= Sruthy Rathinavel =

Indian basketball player (born 2001)

Sruthy Rathinavel (born 27 October 2001) is an Indian basketball player from Tamil Nadu. She plays for the India women's national basketball team as a center. She plays for Tamil Nadu in the domestic tournaments.

== Early life and education ==
Sruthy is from Tamil Nadu. She is studying MA at MOP Vaishnav college. She is doing her post graduation in public policy. She did her Class 10 at Madurai Yadava College when her coach Sampath noticed and introduced her to basketball. She shifted to Lady Sivaswamy Ayyar Girls’ Higher Secondary School, Mylapore, to improve her basketball.
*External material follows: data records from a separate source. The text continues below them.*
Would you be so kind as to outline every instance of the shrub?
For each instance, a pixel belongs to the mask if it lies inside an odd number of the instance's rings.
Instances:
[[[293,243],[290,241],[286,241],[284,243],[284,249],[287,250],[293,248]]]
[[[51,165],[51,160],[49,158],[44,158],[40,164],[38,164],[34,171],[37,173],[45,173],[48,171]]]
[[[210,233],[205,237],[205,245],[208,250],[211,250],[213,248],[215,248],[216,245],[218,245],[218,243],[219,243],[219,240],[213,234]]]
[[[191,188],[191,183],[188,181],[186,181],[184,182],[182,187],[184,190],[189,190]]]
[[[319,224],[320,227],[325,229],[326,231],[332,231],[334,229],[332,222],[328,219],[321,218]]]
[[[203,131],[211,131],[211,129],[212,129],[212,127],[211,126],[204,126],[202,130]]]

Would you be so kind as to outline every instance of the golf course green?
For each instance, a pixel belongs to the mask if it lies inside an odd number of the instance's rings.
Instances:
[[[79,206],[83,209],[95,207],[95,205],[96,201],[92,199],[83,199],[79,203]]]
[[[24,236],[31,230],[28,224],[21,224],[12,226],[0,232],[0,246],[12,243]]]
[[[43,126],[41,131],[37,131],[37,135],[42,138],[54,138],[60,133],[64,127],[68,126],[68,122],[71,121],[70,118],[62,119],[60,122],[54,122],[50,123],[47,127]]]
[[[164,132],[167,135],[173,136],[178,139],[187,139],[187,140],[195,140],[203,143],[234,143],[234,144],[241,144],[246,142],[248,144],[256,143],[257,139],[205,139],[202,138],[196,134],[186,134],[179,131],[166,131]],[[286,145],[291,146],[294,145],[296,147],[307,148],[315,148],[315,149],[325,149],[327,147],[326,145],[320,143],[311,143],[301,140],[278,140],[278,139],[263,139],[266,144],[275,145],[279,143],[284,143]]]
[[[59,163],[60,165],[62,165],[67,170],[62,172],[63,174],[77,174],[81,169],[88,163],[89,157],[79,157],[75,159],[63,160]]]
She lost her mother in her seventh class when she was 12 years and her father, a hockey player, died in 2019. She has a brother, Venkat.

== Career ==
Sruthy was selected for the Indian team to play the 3rd South Asian Basketball Association Women's Championship 2025 qualifiers at New Delhi from 23 to 26 February 2025. The Indian team played Maldives and Nepal for a berth in the FIBA women's Asia Cup. She played both the matches, and the final against Maldives at Delhi.

She also represented India at the 2022 Asian Games but as a junior player did not get enough minutes on the court.